Concurrency limits compound the problem. max_concurrent_agents: 5 has clear meaning within one process — one slot pool, one scheduler, one resource budget. In a shared process hosting multiple workflows it becomes ambiguous: does each workflow get 5 slots, or is 5 the total? Per-workflow limits let one workflow starve another. A shared total can’t be expressed by each workflow’s own configuration file. Neither answer is right without introducing a new global configuration surface — a cap separate from any workflow’s own settings — that does not exist today.
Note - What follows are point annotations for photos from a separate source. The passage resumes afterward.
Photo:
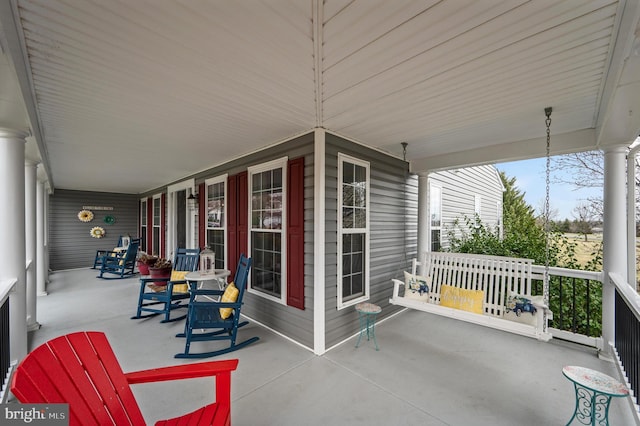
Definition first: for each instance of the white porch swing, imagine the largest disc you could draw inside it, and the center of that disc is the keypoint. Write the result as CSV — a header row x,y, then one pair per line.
x,y
494,291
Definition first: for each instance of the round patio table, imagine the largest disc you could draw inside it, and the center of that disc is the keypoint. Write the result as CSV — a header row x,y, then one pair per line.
x,y
593,394
367,313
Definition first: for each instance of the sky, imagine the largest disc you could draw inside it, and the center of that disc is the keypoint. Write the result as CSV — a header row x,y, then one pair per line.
x,y
530,180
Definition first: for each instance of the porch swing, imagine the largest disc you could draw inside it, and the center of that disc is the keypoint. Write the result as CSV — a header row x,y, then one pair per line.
x,y
494,291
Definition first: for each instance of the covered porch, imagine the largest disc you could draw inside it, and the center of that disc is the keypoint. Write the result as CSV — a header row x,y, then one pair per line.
x,y
430,370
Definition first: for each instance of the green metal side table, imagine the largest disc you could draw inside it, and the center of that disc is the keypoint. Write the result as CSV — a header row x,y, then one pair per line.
x,y
367,313
593,394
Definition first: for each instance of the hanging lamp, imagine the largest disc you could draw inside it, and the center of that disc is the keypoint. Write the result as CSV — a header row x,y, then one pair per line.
x,y
547,210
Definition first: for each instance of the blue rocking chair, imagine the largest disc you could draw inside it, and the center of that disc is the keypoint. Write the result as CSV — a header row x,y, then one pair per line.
x,y
119,263
208,315
162,299
101,253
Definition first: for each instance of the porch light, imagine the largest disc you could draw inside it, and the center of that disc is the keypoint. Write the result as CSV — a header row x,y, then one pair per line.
x,y
192,202
207,262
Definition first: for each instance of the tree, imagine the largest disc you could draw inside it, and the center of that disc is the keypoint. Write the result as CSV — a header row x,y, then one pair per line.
x,y
523,234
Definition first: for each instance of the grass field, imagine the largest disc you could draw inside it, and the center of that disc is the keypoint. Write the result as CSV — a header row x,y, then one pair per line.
x,y
585,249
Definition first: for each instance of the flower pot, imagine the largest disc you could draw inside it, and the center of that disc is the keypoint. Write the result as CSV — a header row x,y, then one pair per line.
x,y
160,273
143,268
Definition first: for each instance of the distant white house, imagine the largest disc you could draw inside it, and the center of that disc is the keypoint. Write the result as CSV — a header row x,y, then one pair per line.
x,y
456,194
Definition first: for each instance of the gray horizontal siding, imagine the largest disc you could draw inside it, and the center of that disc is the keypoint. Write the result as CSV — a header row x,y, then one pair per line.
x,y
292,322
70,244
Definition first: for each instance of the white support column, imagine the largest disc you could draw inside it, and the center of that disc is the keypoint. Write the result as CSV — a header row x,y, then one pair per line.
x,y
30,183
423,214
12,249
47,201
614,236
319,285
41,264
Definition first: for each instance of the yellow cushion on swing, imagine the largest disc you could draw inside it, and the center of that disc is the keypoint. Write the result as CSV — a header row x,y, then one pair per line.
x,y
460,298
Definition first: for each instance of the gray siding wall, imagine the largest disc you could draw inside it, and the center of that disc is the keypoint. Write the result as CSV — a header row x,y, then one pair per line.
x,y
70,244
292,322
393,232
459,188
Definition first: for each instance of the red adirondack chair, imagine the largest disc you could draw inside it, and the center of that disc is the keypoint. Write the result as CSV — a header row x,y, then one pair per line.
x,y
81,369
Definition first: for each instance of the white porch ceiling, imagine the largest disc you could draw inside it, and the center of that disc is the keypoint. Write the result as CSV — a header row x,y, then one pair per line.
x,y
126,96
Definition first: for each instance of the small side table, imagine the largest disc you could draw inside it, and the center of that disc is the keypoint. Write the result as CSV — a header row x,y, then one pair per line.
x,y
197,279
367,313
593,394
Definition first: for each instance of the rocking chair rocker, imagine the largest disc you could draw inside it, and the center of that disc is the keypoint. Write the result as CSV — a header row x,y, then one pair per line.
x,y
168,296
207,315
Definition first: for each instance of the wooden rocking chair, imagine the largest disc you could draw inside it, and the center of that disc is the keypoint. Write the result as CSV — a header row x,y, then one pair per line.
x,y
81,369
222,316
120,263
166,298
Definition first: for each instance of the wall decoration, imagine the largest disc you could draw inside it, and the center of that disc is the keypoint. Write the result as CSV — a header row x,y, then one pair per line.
x,y
97,232
85,215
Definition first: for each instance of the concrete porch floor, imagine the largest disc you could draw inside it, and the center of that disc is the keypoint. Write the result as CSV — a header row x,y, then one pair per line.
x,y
430,370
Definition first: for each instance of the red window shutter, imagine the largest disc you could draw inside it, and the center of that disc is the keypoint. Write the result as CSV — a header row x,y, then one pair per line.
x,y
149,223
163,224
237,229
243,214
202,215
295,233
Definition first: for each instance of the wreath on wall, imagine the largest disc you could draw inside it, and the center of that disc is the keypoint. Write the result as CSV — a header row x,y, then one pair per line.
x,y
97,232
85,215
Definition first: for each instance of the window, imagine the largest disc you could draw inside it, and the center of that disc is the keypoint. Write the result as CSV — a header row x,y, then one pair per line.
x,y
216,218
143,224
157,216
267,222
353,231
435,210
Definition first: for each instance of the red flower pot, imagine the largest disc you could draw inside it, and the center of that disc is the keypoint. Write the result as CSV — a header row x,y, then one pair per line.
x,y
160,273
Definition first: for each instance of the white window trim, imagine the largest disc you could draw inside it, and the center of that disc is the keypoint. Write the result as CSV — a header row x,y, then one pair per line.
x,y
187,185
342,158
270,165
143,217
161,235
212,181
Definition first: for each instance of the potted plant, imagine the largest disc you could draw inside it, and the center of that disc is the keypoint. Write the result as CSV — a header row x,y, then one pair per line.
x,y
145,261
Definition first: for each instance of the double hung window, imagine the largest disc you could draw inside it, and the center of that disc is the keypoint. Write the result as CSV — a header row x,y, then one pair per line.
x,y
267,192
216,218
353,230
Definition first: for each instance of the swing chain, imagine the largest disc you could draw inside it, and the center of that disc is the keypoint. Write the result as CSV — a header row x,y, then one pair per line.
x,y
547,209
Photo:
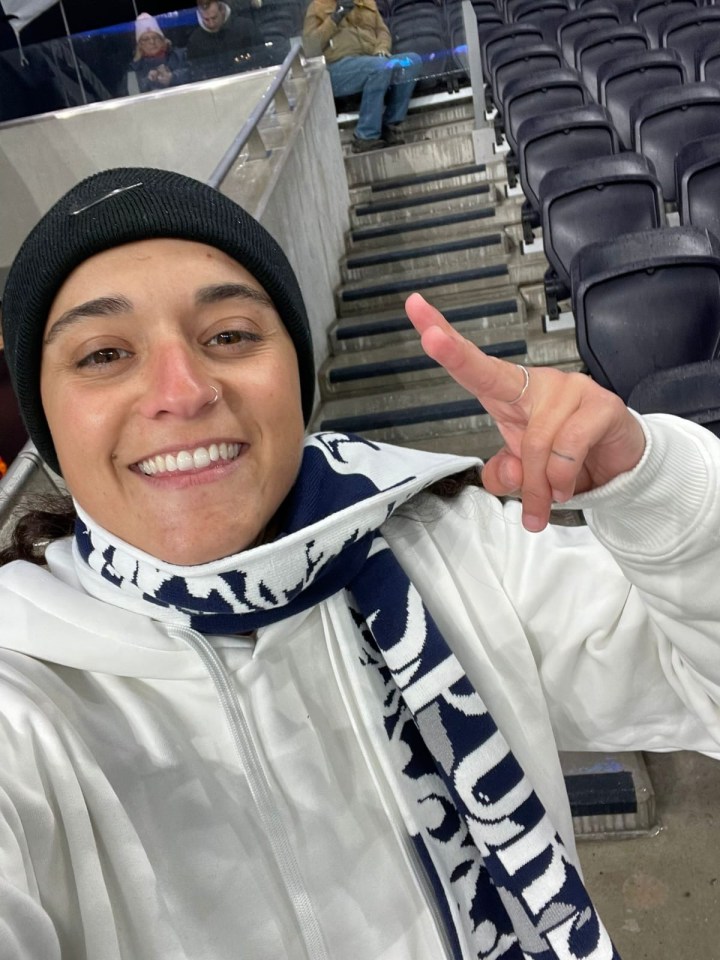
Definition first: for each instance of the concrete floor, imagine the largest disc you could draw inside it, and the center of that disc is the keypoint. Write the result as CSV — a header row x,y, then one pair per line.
x,y
660,896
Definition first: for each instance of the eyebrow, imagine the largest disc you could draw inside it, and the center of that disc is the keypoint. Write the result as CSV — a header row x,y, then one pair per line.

Configuration divergence closes the argument. Each workflow defines its own active_states, terminal_states, and poll_interval_ms. Reconciliation works by evaluating each running issue against these definitions to decide whether to keep the agent alive, stop it, or release the claim. In a shared process, reconciliation must associate every running issue with the workflow that claimed it and apply that workflow’s definitions — not any other. The failure mode when this goes wrong is silent: an issue evaluated against the wrong terminal states either keeps an agent running when it should have been stopped, or stops one that should be running. This class of bug does not surface in testing. It surfaces at 3 AM.

The multiple-process model sidesteps all of this. Process boundaries provide state, configuration, and concurrency isolation for free. Adding a workflow means starting a process — not reconfiguring a shared scheduler. For the practical setup, see run multiple workflows.